According to the notice,
"In recent years, as advances in information technology networks, cloud computing, big data and other applications have flourished, China’s Internet network access services market is facing many development opportunities. However, signs of disorderly development show the urgent need for regulation norm.”
What Does This VPN Ban Mean in Practice?
Central to the operation is draft legislation first released for public consultation in March 2016. This requires all websites and services that operate within China to register for a top-level .cn domain.
"Internet data centers, ISP and CDN enterprises shall not privately build communication transmission facilities, and shall not use the network infrastructure and IP addresses, bandwidth and other network access resources…without the corresponding telecommunications business license.”
Only websites and services that do not offer content deemed undesirable, of course, will be approved by the Chinese government. And operating such a service without a government-approved business license will constitute an offense:
"Without the approval of the telecommunications administrations, entities can not create their own or leased line (including a Virtual Private Network) and other channels to carry out cross-border business activities.”
A Largely Domestic Crackdown
Alarming as this move is for privacy advocates and proponents of free speech in China, the new law will mainly affect domestic internet services. And foreign companies who wish to do business in China may well deem it prudent to comply with the new rules, as Facebook has done.
But China has no way to force such measures on overseas VPN providers who choose not to play that game. The Great Firewall has always tried to block the use of VPNs that are used to access content not curated by the Chinese government.
However, China is a huge country, with a population approaching 1.5 billion people (18.5% of the world’s population). In 2016, over 720 million of these were internet users (52.2% of the population). With numbers like this, even the most far-reaching and sophisticated internet surveillance system in the world is bound to struggle.
So despite its best efforts, VPN use in China is common and is very difficult to prevent.
Widespread reports that VPNs have been "banned” in China, therefore, misrepresent the issue. VPNs have always been banned in China. They are nevertheless widely used. And the new measures announced by the Ministry of Industry and Information Technology appear to do little to change this.
Domestic VPN providers will be affected, as will international providers who offer servers located in China. These will either cease to operate or will be required to cooperate with the Chinese authorities.

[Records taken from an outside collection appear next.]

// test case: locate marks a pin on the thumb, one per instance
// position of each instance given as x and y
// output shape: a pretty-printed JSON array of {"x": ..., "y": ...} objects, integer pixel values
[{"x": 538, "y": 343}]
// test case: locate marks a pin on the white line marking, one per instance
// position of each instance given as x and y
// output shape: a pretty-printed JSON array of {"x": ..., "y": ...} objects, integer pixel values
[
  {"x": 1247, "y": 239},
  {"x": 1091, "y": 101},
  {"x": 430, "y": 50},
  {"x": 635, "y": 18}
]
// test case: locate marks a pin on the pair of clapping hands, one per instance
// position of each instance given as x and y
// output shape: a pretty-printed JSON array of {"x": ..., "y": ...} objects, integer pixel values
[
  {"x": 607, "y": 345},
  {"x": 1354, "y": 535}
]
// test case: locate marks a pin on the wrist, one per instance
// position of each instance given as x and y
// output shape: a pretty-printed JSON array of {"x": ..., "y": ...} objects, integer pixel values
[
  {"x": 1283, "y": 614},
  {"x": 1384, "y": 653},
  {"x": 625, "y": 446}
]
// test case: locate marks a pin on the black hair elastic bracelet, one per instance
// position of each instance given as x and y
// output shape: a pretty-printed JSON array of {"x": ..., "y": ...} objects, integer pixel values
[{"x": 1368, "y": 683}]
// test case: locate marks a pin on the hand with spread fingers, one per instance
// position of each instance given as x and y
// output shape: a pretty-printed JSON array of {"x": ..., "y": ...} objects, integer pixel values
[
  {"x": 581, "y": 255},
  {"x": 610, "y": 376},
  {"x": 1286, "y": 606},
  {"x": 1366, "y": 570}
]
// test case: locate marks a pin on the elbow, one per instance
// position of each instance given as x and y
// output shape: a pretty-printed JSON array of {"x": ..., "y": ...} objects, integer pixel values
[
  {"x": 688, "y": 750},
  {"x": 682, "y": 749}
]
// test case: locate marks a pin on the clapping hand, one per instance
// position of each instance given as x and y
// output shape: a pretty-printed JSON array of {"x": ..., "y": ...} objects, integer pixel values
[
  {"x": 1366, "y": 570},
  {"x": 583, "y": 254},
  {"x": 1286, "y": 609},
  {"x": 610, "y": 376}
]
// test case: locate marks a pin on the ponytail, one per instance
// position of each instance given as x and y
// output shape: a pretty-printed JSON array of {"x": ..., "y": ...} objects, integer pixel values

But international VPN services are unlikely to be affected. As a spokesperson for GreatFire.org, an activist organization that monitors GFW censorship, notes,
"I think actually that everyone is kind of misreading this info at the moment. I do not think that consumers are the ones who will get hit. Businesses who need unfettered access to the internet will suffer if their local provider decides not to provide this.”
So What Do VPNs Say?
That the "crackdown” is likely to primarily affect domestic services and companies who wish to do business in China, rather than domestic VPN users, is a view shared by many VPN providers.
"At HMA!, we view this attempt by the Chinese government to exert further control over VPN services by forcing registration onto a Chinese domain as great free publicity for VPNs. Most VPN services will remain unaffected by the regulations as people will simply investigate how to get a VPN without going via a domestic website,” said Julien Dersy, Consumer Product Manager at Avast.
A similar view was expressed by David Lang, Communications Manager at ExpressVPN:
"The impact of the regulations depends heavily on how they actually intend to enforce it.
"The most serious implications seem to be for foreign journalists reporting in China. It's hard to say what it would mean for the Wall Street Journal if cn.wsj.com becomes wsj.cn. Does that mean they need to report the news any differently?
"We expect that people in China will continue to use VPN services as a means of accessing the free and open Internet.”
Golden Frog, parent company of VyprVPN, has released lengthy statement on the issue. It agrees that domestic companies are the primary target:
"The new Chinese regulations appear to target ISPs and network providers that are operating from within China. It remains to be seen if China will enact any new blocking strategies against VPN services that operate outside of China, such as VyprVPN...
Amidst these claims, it’s business as usual for us here at Golden Frog – and for VyprVPN customers. Golden Frog is incorporated in Switzerland and does not operate any servers within China, so we are not subject to the harsh new regulations. We will continue to provide our customers connecting from China and around the world unrestricted, uncensored Internet access via any of our 70+ worldwide VyprVPN server locations."
Private Internet Access, however, strikes a more cautious note::
"China's efforts to censor the web and restrict internet access are an affront to human rights. Internet users will always find a way to the real, open Internet."
This new initiative is very bad news in terms of human rights and the internet freedoms of Chinese citizens. The Chinese government keeps its cards very close to its chest. But despite some bluster on the part of the MIIT, it seems unlikely to have much effect on users of international VPN services. Importantly, it does not criminalize individuals who use VPNs to evade the Great Firewall.